Thursday, April 05, 2007

Piece by piece...

Walking around in an abandoned house is creepy. The places where people used to live their lives now contains junk, the walls are peeling and the scent of decay and stone marks the air. The garden is overgrown and where the swimming pool was is now a murky swamp, all shadows of a past without a future. It makes me a bit sad, goes against my personal creed of Nothing May Be Wasted.

And the place where they live now is an abandoned restaurant and sport facility, with the former dining room partitioned into rooms, old furniture moved into new places, the tennis courts overgrown, the squash court and the woman's bathrooms as storage for unknown and unused curiosities. It's an odd feeling, a bit of temporariness and decay mixed with someone's (actually quite lovely) home.

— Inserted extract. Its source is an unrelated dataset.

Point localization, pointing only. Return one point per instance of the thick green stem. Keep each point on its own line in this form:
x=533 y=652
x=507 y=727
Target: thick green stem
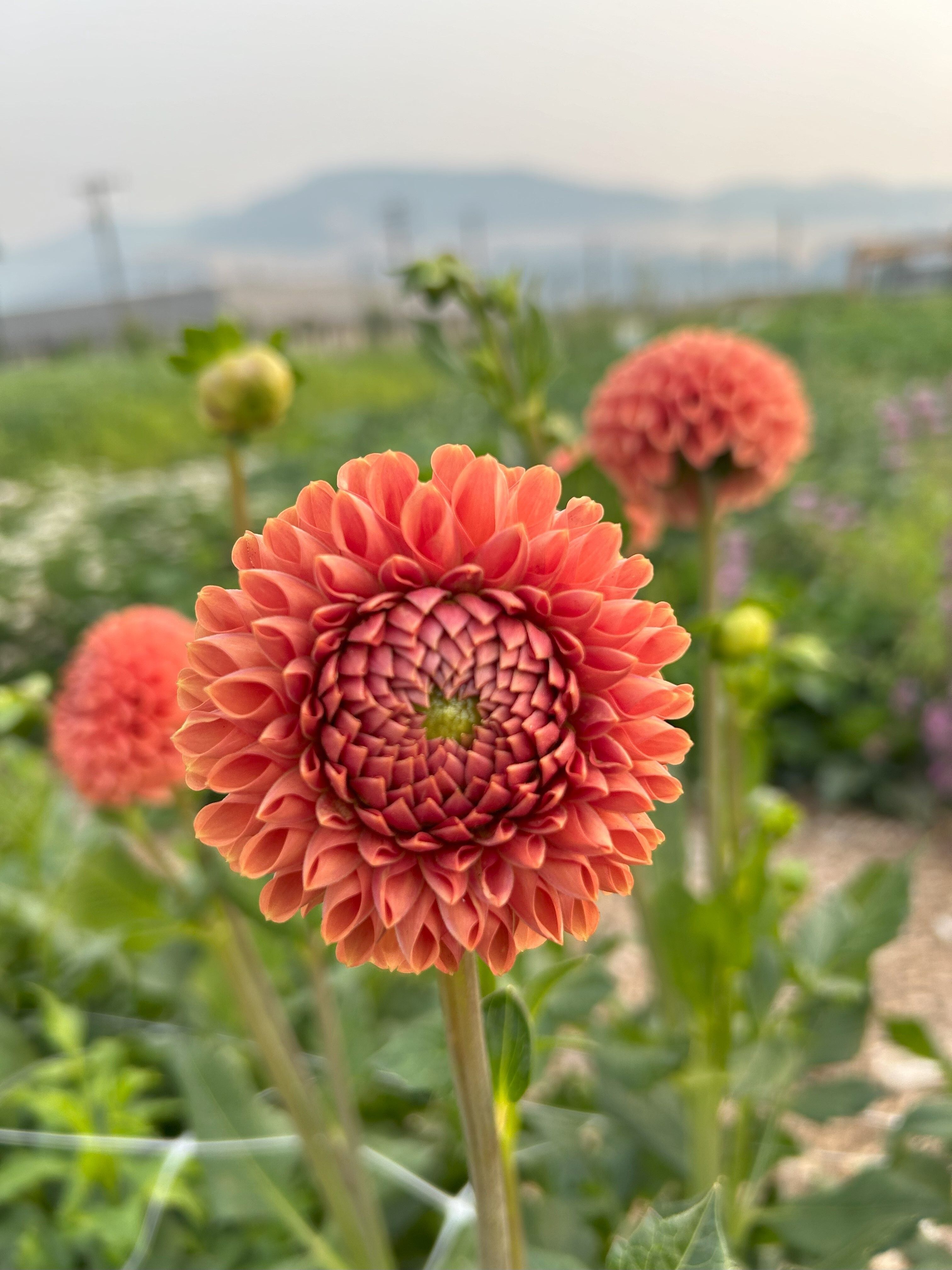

We visited Monaco yesterday, which is the cleaned up bit of the Riviera with an air of 5th Avenue or PArk AVenue in NYC, clean, pretty, full of money, the parking garages full of Ferraris and more exotic. Yet it is its own country, with a history and a royal family, crowds of tourists, luxury hotels and license plates all its own.

Italy, in contrast to the French side, does not have the huge massive quantity of apartment buildings, factories, and development that completely cover the French coastline from Monaco to past Cannes. It is dirtier, poorer, emptier, more natural, in many respects more beautiful, and in my view more 'authentic', whatever that means. The French side has beautiful cities but the place is simply full, with autoroutes and cities and development and appartments and factories and huge giant stores like Carrefour everywhere, with tiny bits of park squeezed in between. Reminds me of what I have heard of California.

I'm learning French as fast as I can, and though I am at the point where I can get by with only French most of the time, I am just starting and have just reached the point of being comprehended and far from speaking well. Il faut habiter en France. But I enjoy it, and though I can't capture the slipping rhythm I hear it and know I will some day get that far, if I keep on keepin' on.

We leave tonight for Germany. I will be sad to leave France, and sad that this part of our vacation is over, though I am looking forward to the next one. Wish us a good flight.